Cette purge s’inscrit dans une série noire ouverte avec le rachat d’Activision Blizzard pour 68,7 milliards de dollars, bouclé en octobre 2023. Janvier 2024 a emporté environ 1 900 postes, septembre 2024 quelque 650 autres. Au printemps 2024, Arkane Austin et Tango Gameworks fermaient leurs portes, ce dernier ressuscité par Krafton dans un retournement rarissime. Puis juillet 2025 a frappé le plus fort avec près de 9 000 suppressions à l’échelle du groupe, touchant King, ZeniMax et Turn 10, où Windows Central évoquait des coupes de l’ordre de 50 %, tandis que tombaient le reboot de Perfect Dark, Everwild de Rare et The Initiative.
Le Game Pass, longtemps présenté comme l’arme absolue, vacille lui aussi.
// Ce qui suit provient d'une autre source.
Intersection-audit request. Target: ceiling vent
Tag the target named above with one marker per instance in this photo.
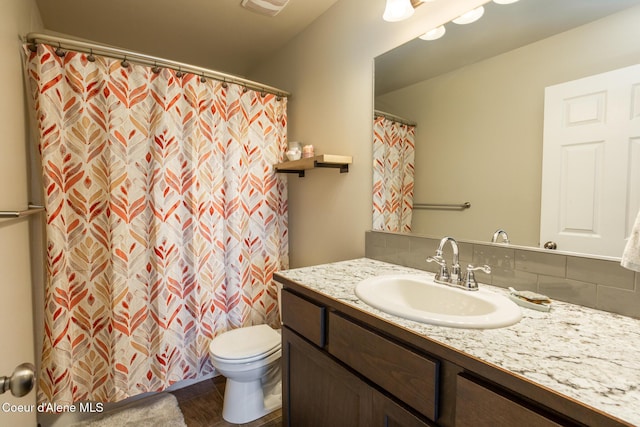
(265, 7)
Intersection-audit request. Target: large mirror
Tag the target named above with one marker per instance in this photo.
(477, 98)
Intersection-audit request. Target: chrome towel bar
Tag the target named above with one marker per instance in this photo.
(33, 209)
(461, 206)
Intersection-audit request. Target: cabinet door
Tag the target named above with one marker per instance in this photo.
(319, 392)
(387, 413)
(480, 406)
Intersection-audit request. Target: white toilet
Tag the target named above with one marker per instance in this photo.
(249, 358)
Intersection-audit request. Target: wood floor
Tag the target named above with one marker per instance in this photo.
(201, 405)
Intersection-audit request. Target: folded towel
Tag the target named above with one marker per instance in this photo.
(631, 254)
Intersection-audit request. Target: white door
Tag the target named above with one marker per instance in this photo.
(591, 162)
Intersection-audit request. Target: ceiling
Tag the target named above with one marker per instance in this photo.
(216, 34)
(501, 29)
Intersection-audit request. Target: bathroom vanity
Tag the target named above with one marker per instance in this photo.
(348, 364)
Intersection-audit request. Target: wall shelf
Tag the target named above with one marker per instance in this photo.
(321, 161)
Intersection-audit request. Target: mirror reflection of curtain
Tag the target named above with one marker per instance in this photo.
(165, 221)
(393, 174)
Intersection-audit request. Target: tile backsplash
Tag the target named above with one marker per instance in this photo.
(590, 282)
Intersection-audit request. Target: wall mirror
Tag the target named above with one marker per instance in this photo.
(477, 98)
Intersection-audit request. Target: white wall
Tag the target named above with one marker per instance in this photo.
(329, 71)
(17, 17)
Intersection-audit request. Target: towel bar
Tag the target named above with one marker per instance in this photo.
(461, 206)
(33, 209)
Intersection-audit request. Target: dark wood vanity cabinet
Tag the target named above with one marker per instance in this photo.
(339, 370)
(320, 391)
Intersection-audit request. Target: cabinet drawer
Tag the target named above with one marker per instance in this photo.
(410, 377)
(304, 317)
(480, 406)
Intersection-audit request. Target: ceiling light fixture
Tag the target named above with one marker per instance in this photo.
(265, 7)
(397, 10)
(469, 17)
(434, 34)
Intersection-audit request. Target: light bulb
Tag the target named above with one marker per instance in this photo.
(397, 10)
(434, 34)
(469, 17)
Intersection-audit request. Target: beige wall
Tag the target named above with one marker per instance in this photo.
(494, 160)
(329, 70)
(17, 17)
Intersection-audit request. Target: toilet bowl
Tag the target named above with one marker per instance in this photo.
(249, 358)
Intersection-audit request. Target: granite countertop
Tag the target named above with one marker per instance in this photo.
(589, 355)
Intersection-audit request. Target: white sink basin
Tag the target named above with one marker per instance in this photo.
(417, 297)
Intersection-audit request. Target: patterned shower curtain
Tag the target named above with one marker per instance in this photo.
(165, 220)
(393, 174)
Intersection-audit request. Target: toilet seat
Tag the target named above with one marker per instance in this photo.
(246, 344)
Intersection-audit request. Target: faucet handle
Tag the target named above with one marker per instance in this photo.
(469, 281)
Microsoft n’a plus communiqué de chiffre d’abonnés depuis les 34 millions revendiqués en février 2024. La hausse d’environ 50 % du palier Ultimate en octobre 2025 a provoqué une fuite chiffrée en « millions » d’abonnés, contraignant la firme à reculer en repassant l’offre de 29,99 à 22,99 dollars en avril 2026. Un demi-tour tarifaire inhabituel pour une entreprise qui n’en pratique presque jamais.
Reste un paradoxe que la vitrine de l’été a mis en lumière. Quelques jours avant le mémo, le Summer Xbox Games Showcase 2026 annonçait Gears of War: E-Day et Clockwork Revolution en exclusivités console Xbox, pendant que Fable filait aussi vers la PlayStation 5. La marque rétropédale sur le slogan « This is an Xbox » et redécouvre la vertu d’un catalogue exclusif… au moment précis où elle taille dans les effectifs censés le produire.
Sharma et Booty assument la dureté du message. « We won’t succeed by hiding hard truths, nor will we succeed by doing the same thing and expecting results », écrivent-ils, promettant de « sprinter » sur le matériel, le contenu et les services. Cent jours pour réinventer un empire bâti à coups de milliards. Le compte à rebours, lui, a déjà commencé.